An important question for any strategy is how important tactics are. That is, for some strategies, tactics are unimportant because the algorithm has a 'flat maximum', where lots of parameters generate outputs very nearly as good as the optimal parameters. Debt models have this characteristic, as a handful of inputs generate the optimal metric pretty well with a variety of weightings and transformations.
What about low volatility investing, where one can invest several ways. In the first, you take stocks with the lowest variance over the past N days, and form a portfolio. That's the route the SPLV etf takes. Or you could take the stocks with the lowest beta. Then, there's the factor approach, which applies mean-variance optimization to a set of latent factors drawn from the cross-section of stocks. Standard constrained-optimization algorithms can be applied to this problem. There are other ways, such as how the LVOL etf chooses stocks that closely fit a low-vol portfolio proxy, but I find that a bit too complicated.
In any case, I took 1500 non-etf US stocks, and applied the beta, volatility, and factor approach using daily data through Feb 2011, and then looked at the resulting porfolios over the next year. Each portfolio had about 100 stocks, and they overlapped by about 65 stocks. Volatility was reduced by about 45% relative to the equal-weighted benchmark that it was drawn from. In contrast, value and growth strategies had very different trajectories. This suggests the specific algorithm doesn't matter much if you are merely targeting low volatility.
Thanks, I am glad to see that you tested that that LVOL does OK. I have invested some in LVOL.

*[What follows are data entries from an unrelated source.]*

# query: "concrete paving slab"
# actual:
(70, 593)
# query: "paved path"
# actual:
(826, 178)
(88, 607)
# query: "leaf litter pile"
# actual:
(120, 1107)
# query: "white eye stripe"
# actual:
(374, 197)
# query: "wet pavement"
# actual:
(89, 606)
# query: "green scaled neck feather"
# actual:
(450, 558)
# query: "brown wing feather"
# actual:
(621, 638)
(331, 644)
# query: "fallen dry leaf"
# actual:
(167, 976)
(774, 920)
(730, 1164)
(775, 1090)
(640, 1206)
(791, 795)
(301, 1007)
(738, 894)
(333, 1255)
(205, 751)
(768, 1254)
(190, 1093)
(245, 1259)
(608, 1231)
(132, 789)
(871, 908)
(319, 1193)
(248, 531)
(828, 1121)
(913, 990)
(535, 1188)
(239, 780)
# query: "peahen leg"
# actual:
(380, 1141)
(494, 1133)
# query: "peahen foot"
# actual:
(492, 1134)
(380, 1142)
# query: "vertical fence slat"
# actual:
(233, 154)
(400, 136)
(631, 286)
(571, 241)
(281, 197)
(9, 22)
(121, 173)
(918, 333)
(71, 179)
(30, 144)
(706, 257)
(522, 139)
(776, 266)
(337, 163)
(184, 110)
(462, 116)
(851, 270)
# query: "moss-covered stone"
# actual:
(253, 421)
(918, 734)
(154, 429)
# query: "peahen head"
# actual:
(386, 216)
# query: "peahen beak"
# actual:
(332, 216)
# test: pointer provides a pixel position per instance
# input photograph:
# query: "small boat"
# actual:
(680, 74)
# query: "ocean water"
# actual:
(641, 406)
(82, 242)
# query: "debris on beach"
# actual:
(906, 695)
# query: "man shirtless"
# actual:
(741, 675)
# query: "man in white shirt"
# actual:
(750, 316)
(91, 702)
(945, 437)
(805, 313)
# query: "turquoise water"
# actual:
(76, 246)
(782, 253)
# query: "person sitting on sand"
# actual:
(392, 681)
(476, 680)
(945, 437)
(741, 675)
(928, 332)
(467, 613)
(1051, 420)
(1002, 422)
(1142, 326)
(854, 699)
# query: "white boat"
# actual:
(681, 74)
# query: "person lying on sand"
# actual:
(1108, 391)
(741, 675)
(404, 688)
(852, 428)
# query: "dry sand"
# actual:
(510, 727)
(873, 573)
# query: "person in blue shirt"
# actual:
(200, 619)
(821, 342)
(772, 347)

In your video you compared GM and KO pointing out that GM appeared much riskier in part because they had higher debt. So your theory would be that people pay to get potentially higher returns so one only avoid volatility but also other risk factors like higher debt? Perhaps it is just a matter of saying, if risk does not pay off why bother and so you might as avoid high debt, although it is volatility that people are paying for not all forms of risk.